I can remember as a little kid that there wasn’t any money around but we always had everything we needed because we worked from daylight to dark. In those days we never left the ranch overnight.
We had four or five cows that had to be milked morning and night and 85 head of cattle that had to be fed. We were bound to the ranch year-round. My mother did all of the milking. I helped, but she could milk twice as fast as I could.
She used a hand-cranked separator to take the cream off. The skim milk went to the pigs and the cream was churned for butter and cheese or set aside in a ten-gallon can that we put on the train that ran through our ranch. The train would take it to Glenwood, and the guys from the Glenwood Creamery would take it off the train and pay us according to how much butterfat was in the cream. The can was loaded back on the train and dropped off in our field along with the newspapers.
We seldom went to Glenwood, but we would go to Basalt once a week to pick up the mail and drop off eggs at Hubbard’s grocery. They would give us credit for the eggs, and we would buy flour and sugar. That’s how we survived along with a lot of other Italian families.
A few years ago, I made a list of all the Italian families that came to the Roaring Fork Valley from Italy’s Aosta Valley. I started in Woody Creek and worked my way down the valley listing all of the families from Aosta. I counted 85 families that had ranches or worked on ranches.
Gallacher: How was it that so many Aostans came here?
Grange: I think it was mainly word-of-mouth. A lot of them spent time in New York or Chicago, but they eventually made their way west to this valley.
Gallacher: When did you realize that ranching wasn’t for you?
Grange: I decided pretty early on that I wasn’t going to be a farmer. So I asked my parents if I could go to college after high school, and they encouraged me. I was the first of my generation to go, my brother and my cousins had all decided to stay in ranching.
Before I graduated from high school I volunteered for the Army’s officer training school, but I flunked my physical because of a heart murmur. So I went to Western State for four years and then on to graduate school at Colorado University.
It was during college that I met the love of my life, Lorraine Zelnick. She grew up in Aspen and was the youngest of nine kids. Her father was a retired Aspen silver miner, so she lived just up the road. I got a chance to take a summer job in Glenwood in 1950 with Holy Cross Electric Association, so I left college.
The job only paid $1.15 an hour, but I needed the money, and it gave me an excuse to be near Lorraine because I was falling in love. My temporary job at Holy Cross grew into a permanent one, and Lorraine and I were married in 1951. We had a very good life together raising our five wonderful kids. We almost made it to our 60th wedding anniversary, but Lorraine passed away in 2011.
When I look back it feels like a great evolvement, I think I was fortunate to have grown up in those years. Because I don’t think my children and grandchildren can appreciate what life was like back then when there were no conveniences.
We didn’t have electricity on my folk’s ranch until 1949. My mother didn’t have a refrigerator or a deep freeze until then. In those early days, they had to work so hard raising and storing their food.
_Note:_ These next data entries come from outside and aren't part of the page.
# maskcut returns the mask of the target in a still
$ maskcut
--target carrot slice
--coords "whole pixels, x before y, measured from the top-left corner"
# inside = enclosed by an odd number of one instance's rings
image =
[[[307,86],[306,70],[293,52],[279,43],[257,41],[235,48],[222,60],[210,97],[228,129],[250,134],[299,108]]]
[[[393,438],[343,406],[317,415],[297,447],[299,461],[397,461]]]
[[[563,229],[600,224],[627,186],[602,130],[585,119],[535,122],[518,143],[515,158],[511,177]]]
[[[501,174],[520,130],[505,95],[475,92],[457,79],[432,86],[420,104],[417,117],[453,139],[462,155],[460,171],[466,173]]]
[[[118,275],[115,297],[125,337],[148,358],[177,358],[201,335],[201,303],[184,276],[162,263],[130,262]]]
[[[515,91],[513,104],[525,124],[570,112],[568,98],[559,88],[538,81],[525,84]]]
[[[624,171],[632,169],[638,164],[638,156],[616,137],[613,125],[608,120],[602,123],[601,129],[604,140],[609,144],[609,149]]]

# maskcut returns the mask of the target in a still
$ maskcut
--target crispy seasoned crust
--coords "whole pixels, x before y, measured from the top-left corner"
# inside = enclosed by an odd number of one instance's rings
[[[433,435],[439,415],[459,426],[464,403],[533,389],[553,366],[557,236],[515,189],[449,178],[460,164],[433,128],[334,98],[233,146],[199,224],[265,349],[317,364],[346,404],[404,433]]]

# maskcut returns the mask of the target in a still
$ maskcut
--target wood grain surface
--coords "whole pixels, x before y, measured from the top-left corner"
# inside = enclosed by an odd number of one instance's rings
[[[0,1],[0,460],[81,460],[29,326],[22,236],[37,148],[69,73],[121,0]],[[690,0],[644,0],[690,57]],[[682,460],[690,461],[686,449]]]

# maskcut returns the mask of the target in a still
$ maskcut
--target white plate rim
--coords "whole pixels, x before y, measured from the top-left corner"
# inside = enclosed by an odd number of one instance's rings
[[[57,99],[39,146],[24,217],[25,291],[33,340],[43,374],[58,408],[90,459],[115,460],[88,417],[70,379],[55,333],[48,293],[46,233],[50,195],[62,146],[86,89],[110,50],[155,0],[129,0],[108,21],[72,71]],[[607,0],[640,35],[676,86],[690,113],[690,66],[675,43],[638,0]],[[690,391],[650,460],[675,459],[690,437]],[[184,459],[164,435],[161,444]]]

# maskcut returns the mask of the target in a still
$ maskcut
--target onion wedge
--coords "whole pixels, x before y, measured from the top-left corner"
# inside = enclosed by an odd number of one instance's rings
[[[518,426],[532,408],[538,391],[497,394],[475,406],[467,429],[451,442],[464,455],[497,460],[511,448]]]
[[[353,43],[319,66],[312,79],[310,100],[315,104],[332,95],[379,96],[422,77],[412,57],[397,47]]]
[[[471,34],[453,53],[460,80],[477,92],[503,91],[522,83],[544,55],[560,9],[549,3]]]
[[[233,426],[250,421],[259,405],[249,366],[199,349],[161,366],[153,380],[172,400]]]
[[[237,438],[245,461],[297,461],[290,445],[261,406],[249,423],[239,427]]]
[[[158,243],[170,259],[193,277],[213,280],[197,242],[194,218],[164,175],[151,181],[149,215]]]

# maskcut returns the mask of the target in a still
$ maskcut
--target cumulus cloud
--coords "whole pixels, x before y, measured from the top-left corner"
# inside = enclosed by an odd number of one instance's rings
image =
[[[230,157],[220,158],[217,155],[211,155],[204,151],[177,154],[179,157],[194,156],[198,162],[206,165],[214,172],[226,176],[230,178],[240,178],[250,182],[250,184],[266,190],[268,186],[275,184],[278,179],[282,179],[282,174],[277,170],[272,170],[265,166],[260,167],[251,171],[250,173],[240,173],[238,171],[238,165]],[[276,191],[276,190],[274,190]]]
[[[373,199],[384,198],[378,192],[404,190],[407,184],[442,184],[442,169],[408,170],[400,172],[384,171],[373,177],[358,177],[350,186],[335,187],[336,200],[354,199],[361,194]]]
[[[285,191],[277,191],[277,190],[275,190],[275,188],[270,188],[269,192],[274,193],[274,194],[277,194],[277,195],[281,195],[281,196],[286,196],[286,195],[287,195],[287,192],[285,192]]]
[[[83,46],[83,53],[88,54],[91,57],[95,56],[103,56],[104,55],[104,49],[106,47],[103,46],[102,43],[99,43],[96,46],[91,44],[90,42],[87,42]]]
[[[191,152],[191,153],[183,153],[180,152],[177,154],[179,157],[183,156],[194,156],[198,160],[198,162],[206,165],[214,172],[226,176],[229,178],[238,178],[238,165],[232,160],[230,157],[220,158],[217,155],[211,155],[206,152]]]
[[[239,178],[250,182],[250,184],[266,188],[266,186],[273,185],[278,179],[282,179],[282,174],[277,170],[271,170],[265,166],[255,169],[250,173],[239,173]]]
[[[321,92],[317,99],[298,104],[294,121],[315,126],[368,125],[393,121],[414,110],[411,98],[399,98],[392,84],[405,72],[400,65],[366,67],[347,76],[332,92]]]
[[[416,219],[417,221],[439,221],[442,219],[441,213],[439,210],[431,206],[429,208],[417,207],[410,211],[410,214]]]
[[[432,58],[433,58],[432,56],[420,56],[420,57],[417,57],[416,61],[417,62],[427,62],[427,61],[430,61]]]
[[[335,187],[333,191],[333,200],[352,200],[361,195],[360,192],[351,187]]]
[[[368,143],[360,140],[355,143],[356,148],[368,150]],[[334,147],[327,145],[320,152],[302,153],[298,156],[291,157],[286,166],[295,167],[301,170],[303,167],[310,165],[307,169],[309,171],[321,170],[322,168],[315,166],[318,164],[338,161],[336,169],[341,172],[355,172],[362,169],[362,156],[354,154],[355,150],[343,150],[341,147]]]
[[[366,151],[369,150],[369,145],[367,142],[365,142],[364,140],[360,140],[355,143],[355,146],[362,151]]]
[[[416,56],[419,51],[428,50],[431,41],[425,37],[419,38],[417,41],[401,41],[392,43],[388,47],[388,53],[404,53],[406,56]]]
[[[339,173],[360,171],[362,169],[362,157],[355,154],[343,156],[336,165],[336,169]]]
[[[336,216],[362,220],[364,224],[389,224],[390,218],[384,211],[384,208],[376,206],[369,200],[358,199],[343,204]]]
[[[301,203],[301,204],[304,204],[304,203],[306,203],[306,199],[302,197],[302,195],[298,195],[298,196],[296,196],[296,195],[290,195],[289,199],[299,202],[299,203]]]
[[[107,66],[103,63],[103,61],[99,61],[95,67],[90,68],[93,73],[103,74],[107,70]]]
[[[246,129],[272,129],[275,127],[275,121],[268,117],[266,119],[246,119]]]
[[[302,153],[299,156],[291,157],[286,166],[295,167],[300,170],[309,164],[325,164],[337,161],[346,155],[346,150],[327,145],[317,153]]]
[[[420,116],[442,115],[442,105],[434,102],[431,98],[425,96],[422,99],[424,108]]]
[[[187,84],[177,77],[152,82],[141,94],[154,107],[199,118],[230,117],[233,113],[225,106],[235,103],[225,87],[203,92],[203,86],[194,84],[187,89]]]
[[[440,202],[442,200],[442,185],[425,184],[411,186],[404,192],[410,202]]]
Gallacher: I think it is interesting that you spent your career at Holy Cross Electric bringing electricity to rural Colorado and making life easier and more comfortable for people like your parents and grandparents.
Grange: That is one of my favorite accomplishments. When I went to work at Holy Cross in 1950 there were seven employees serving 700 customers in Eagle, Gypsum and the Roaring Fork Valley.
Today there are 125 employees serving nearly 60,000 people.